Tuesday, July 29, 2008

The Joys of Parenting...or learning about it


As you all know, I work at a day care. There are quite a few little tikes, complete with totally different needs and personalities. Let me give you the breakdown: Morgie-moo is 8 months old -- she's teething, learning to eat some new foods and successfully crawled yesterday. She's cute and chubby, but gets jealous if anyone comes near you when you're holding her. Next is Ayo -- a tiny-tot with cute lamb hair, he hates going to bed. He cries if he sees a blanket.
Then you have the two cute blond chubby ones: Kyler and Zilli-zoo. Though they're not related, they look like they could be. There's a remarkable difference in communication between the two: Zillia is younger, but has a HUGE vocabulary. She and I are buddies (because I read her stories) and when I come to work she screams with glee "Kissina, Kissina". [Close enough for me] Kyler on the other hand does little more than grunt like a cow. I have taught him to rub his belly to say "please" when he wants something though, and I'm very happy about that. Both these tikes are happy-go-lucky for the most part and give great cuddly hugs.
Then you have Zachie, Winter, Koda and Katie. They are the 2-3 year olds. Koda is almost mute (meaning he's a quiet kid) but he loves dinosaurs and buzz lightyear. Zachie delights in the reaction he gets when he steals toys from other kids. He's a bit mischevious, but sweet in his own right. He can surprise me sometimes by how sharing he can be, but it's never a surprise when someone's crying about a stolen toy as to WHO stole it. I chase him around a lot retrieving said stolen toys. Winter is my drama queen. She's very cute, but falls in a heap of sobs on the floor when anything doesn't go her way. The sobs usually get louder if you pay attention to her, but if you ignore her, she's soon her happy cute self again. Katie rattles off all the time, but I can't really understand her. Her mom makes a great effort to keep her hair done, which always makes her look cute. She loves to read and will often sit with a book mumbling nonesense outloud to herself.
Then you have Adam and Kennedy...the four year olds. They have a "hee-hee-haw-haw-wahhhh!" relationship. Atleast several times a day I will momentarily ban them from playing with each other because they've made each other upset and angry and are fighting. Usually, they are fairly well behaved and expert tattlers.
Then there are Joshua and Matthew. Joshua is actually a great help -- he's mature and keeps track of the kids, intervenes when two kids are fighting and can be my "eyes and ears" if I'm taking a kid to time out. He is also a tattler, but with nothing to gain from it, so generally he's just telling me what really happened.
Matthew is a little older, and I am currently trying to help him buckle down and do his piano practicing. It has taught me a valuable lesson: kids don't like piano practicing, but it's good for them. He's slowly learning how to sing along with the notes (since he has to say their names out loud when he plays them). I've decided that I am going to suffer through trying to get my kids to do piano practice, even if they don't like it, because I like singers. I remind myself when things get tough, that Matthew...and the others, have not become the wonderful people they're going to become yet, and to be patient.
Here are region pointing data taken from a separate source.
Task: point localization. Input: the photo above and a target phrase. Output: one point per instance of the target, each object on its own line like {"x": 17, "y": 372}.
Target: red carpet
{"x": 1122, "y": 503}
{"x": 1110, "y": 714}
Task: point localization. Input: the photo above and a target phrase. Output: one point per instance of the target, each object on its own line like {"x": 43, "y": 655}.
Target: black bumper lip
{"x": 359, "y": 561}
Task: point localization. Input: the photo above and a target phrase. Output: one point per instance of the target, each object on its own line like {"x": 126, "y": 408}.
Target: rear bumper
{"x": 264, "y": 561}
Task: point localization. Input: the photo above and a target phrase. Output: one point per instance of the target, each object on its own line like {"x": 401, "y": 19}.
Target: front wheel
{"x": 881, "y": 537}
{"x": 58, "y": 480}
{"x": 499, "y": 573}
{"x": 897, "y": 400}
The job has been an invaluable experience for me. For one, I am able to change multiple poopy diapers now without gagging, and I've learned that kids are constantly changing. You have to take each day at a time and not let yourself get overwhelmed.
It has increased my testimony that God wants us to learn something as parents, and raising children will likely teach us things that nothing else could if we're willing to turn to God to find out what He wanted us to learn.